The fix is a small macro and two habits. Here is the macro:

#define CUDA_CHECK(call) \
    do { \
        cudaError_t err = call; \
        if (err != cudaSuccess) { \
            std::cerr << "CUDA Error: " << cudaGetErrorString(err) \
                      << " at " << __FILE__ << ":" << __LINE__ << std::endl; \
            exit(EXIT_FAILURE); \
        } \
    } while (0)

Wrap every CUDA API call:

CUDA_CHECK(cudaMalloc((void**)&d_A, bytes));
CUDA_CHECK(cudaMemcpy(d_A, h_A, bytes, cudaMemcpyHostToDevice));

After a kernel launch, check for launch configuration errors with cudaGetLastError and then wait for completion with cudaDeviceSynchronize:

addVectors<<<blocks, threads>>>(d_A, d_B, d_C, n);
CUDA_CHECK(cudaGetLastError());      // catches invalid launch config
CUDA_CHECK(cudaDeviceSynchronize()); // catches runtime errors in the kernel

cudaGetLastError tells you if the launch itself was illegal, such as asking for too many threads per block. cudaDeviceSynchronize waits for the kernel to finish and returns any error that happened while it was running, such as an out-of-bounds memory access.

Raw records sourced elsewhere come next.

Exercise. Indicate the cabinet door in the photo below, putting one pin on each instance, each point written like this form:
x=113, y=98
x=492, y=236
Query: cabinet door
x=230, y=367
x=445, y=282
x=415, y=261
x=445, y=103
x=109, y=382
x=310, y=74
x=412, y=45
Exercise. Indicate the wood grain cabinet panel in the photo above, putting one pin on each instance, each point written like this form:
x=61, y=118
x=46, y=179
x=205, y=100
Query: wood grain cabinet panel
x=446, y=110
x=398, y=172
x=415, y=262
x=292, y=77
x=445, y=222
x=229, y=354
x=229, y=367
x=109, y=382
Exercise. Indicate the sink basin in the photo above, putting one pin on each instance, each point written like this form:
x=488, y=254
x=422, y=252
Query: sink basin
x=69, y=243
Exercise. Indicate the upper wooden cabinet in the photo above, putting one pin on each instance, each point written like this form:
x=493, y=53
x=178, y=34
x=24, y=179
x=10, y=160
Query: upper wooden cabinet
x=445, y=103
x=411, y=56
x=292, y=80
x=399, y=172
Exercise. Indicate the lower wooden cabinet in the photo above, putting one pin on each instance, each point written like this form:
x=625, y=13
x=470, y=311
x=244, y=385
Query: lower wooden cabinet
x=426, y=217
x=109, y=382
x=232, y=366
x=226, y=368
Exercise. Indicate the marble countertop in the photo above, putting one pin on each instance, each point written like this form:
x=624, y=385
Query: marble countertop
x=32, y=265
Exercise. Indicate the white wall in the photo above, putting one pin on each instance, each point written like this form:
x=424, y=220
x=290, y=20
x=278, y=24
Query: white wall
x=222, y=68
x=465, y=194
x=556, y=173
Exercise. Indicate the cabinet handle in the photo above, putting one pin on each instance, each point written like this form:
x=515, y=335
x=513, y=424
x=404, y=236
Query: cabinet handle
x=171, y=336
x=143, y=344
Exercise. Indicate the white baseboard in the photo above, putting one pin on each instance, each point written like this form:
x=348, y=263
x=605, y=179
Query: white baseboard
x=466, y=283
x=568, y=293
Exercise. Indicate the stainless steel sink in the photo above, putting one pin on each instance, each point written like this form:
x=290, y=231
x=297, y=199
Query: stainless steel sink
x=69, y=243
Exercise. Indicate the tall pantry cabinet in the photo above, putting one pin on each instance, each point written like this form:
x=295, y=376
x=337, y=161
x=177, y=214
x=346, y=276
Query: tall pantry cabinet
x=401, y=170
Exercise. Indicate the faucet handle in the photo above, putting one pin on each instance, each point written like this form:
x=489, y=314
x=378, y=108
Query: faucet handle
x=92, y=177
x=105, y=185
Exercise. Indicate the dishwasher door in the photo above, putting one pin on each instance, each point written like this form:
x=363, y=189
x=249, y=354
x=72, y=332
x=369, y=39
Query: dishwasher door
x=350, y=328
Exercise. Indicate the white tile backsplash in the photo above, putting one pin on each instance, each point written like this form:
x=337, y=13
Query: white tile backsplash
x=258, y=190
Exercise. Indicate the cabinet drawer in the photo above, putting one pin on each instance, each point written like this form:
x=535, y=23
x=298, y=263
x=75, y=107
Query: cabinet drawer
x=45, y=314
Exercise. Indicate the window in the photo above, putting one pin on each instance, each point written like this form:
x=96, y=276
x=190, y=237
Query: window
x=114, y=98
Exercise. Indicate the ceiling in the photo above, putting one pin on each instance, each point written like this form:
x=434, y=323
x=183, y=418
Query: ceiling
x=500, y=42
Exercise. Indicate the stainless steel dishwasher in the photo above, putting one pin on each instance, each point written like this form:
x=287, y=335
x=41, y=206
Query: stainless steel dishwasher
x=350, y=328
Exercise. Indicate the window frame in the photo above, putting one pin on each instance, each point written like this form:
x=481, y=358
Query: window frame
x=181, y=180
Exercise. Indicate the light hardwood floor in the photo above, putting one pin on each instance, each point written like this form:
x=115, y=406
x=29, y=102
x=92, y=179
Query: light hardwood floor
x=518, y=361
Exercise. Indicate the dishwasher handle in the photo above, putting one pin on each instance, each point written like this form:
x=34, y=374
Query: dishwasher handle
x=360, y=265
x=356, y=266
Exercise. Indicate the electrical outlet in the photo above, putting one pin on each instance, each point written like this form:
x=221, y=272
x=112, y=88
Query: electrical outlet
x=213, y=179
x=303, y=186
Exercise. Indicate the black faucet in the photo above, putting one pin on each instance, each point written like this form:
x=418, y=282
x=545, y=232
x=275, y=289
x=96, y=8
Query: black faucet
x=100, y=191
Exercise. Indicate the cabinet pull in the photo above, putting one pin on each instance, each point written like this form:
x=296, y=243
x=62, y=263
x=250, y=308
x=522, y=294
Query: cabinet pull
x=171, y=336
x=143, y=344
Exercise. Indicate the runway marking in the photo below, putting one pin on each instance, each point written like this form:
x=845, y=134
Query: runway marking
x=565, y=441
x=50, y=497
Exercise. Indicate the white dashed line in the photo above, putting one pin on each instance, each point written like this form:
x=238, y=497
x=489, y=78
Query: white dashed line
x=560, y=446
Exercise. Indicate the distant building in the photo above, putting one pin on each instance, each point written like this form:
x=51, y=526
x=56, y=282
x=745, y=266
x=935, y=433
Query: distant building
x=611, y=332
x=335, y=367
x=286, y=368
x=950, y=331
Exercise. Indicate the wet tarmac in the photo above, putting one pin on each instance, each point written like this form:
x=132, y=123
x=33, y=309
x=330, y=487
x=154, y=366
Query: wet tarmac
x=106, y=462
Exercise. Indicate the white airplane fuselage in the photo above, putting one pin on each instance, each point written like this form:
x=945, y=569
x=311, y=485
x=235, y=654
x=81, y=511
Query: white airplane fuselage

The complete examples from here on all use CUDA_CHECK. In small snippets we may leave it out to keep the focus on the algorithm, but in real code you should always check.

Matrix Multiplication with Tiling

Matrix multiplication is the classic GPU workload. A naive kernel computes each output element as the dot product of a row of A and a column of B. The problem is memory traffic: every row and every column is read many times by different threads. For large matrices, the GPU spends most of its time waiting for data instead of multiplying.

Tiling uses shared memory as a user-managed cache. A block of threads loads a small square tile of A and a tile of B into shared memory, computes a partial dot product from those tiles, then loads the next pair of tiles. Each element of global memory is read only once per tile traversal instead of once per output element.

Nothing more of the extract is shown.